Libya
PUBLIC ORDER AND INTERNAL SECURITY
The Police System
Throughout its prerevolutionary history, the mission and operating
concepts underlying the Libyan police system were the same as
those in many other Muslim societies. The traditional concept
of police or shurtah was a broad one. Because the shurtah
were used from time to time by the government in power to undertake
new conquests, security force commanders often had full-sized
armies at their disposal. Domestically, however, the shurtah
were primarily responsible for suppressing dissidence and insurrections
as well as performing other internal security duties. The latter
duties typically embraced the kinds of administrative and judicial
functions often required of urban and rural police, such as the
prevention of crime, investigation and arrest of criminals, and
maintenance of public order. Some of these concepts have survived
in present-day Libya; others have been altered in response to
the changing needs of the society.
Shortly after the 1969 coup, military officers were temporarily
integrated into key police positions to guard against a countercoup.
A complete reorganization of the police followed over the next
three years. An early step in the process of stripping the police
of paramilitary status was the consolidation of the regional police
forces into a unified organization under the Ministry of Interior.
In 1971 new separate agencies to handle civil defense and fire
protection were provided for by law. Ministerial decrees established
other units, such as the Central Traffic Department, the Central
Department for Criminal Investigation, the Arab International
Criminal Police Bureau, the Ports Security Department, the Identity
Investigation, and the Police Training Department. A special police
law promulgated by the RCC in January 1972 spelled out the new
functions of the police force, which was formally redesignated
the Police at the Service of the People and the Revolution. The
police were specifically charged with responsibility for "the
administration of prisons, civil defense activities, passport
and nationality affairs, identity card affairs, and other functions
set forth by laws and bills."
Individual police units were under the jurisdiction of regional
security directorates throughout the country, with primary responsibility
for enforcing the laws and administering the police falling under
the minister of interior and his deputy. A special police affairs
council--composed of the deputy minister as chairman, the directors
of the central police department, the regional chiefs, and a legal
adviser--was empowered to coordinate activities of various police
branches and to issue decrees on police matters.
Police ranks followed closely those of the armed forces. An officer
candidate had to be a Libyan citizen at least twenty years of
age, of good conduct and behavior, in good physical condition,
and not married to a foreigner. He also had to be a graduate of
the police academy. Police work was considered a prestigious occupation,
and its attractive working conditions and benefits reportedly
produced well-qualified applicants who underwent stiff competition
for vacancies. However, standards may have deteriorated as more
lucrative opportunities in the oil industry and in government
became available for those with sufficient education.

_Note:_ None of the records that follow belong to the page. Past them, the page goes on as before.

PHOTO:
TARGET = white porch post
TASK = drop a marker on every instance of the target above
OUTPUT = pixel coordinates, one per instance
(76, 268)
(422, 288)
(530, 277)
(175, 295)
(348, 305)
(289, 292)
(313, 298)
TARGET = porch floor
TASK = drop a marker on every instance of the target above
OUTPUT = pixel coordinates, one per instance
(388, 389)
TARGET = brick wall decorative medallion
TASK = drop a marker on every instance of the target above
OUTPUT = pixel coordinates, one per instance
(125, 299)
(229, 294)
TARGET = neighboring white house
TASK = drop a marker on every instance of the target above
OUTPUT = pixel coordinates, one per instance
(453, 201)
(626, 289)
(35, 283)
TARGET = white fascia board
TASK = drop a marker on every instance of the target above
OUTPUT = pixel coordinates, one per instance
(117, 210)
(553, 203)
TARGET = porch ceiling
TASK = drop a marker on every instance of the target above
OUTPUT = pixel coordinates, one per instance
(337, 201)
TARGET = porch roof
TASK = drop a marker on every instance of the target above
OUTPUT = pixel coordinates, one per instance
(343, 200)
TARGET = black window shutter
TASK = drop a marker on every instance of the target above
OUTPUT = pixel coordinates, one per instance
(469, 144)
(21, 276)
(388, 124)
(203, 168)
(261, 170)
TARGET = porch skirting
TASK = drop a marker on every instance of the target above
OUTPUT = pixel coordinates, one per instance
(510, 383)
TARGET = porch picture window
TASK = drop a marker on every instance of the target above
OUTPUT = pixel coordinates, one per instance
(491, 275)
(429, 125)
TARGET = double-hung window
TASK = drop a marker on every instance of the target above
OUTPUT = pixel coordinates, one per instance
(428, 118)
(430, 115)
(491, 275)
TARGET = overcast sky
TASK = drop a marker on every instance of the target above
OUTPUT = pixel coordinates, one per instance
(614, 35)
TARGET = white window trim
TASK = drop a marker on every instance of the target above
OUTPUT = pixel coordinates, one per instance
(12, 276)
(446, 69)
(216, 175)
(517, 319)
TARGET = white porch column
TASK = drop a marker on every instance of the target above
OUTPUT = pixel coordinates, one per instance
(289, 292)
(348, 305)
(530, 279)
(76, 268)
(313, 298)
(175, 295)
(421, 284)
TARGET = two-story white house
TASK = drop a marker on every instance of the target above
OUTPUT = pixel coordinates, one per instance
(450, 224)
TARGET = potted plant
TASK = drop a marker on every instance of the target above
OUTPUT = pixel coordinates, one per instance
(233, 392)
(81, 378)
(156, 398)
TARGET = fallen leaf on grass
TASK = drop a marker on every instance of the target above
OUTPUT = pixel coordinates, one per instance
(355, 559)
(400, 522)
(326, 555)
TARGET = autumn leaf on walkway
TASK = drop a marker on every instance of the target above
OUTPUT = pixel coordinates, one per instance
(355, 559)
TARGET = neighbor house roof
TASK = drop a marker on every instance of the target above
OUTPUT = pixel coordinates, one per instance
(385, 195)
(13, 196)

In a counterpart to the media attacks on the professional military
in 1983, the official Libyan press targeted the police as lacking
revolutionary zeal. The press demanded greater direct responsibility
for the masses in protecting the people's security. Articles was
recalled that the police were descended from the mobile forces
of the Idris regime, headed by "fascist, bourgeois officers" who
had suppressed all manifestations of discontent with the royalist
system. Police officials were accused of engaging in licentious
behavior, of drinking liquor, and of carrying on illegal businesses.
They were charged with being "feudalistic" in their behavior,
of being ill-educated because many lacked a high- school diploma,
and often unfit for duty because of advancing age.
Declaring that "security is the responsibility of the people
as a whole in the same way as the defense of the homeland is,"
Qadhafi announced in 1985 that the police would henceforward be
known as the People's Security Force. Whether this name change
accomplished much seemed doubtful; the official press complained
that all that had happened was that signs over the police stations
now read "People's Security Station."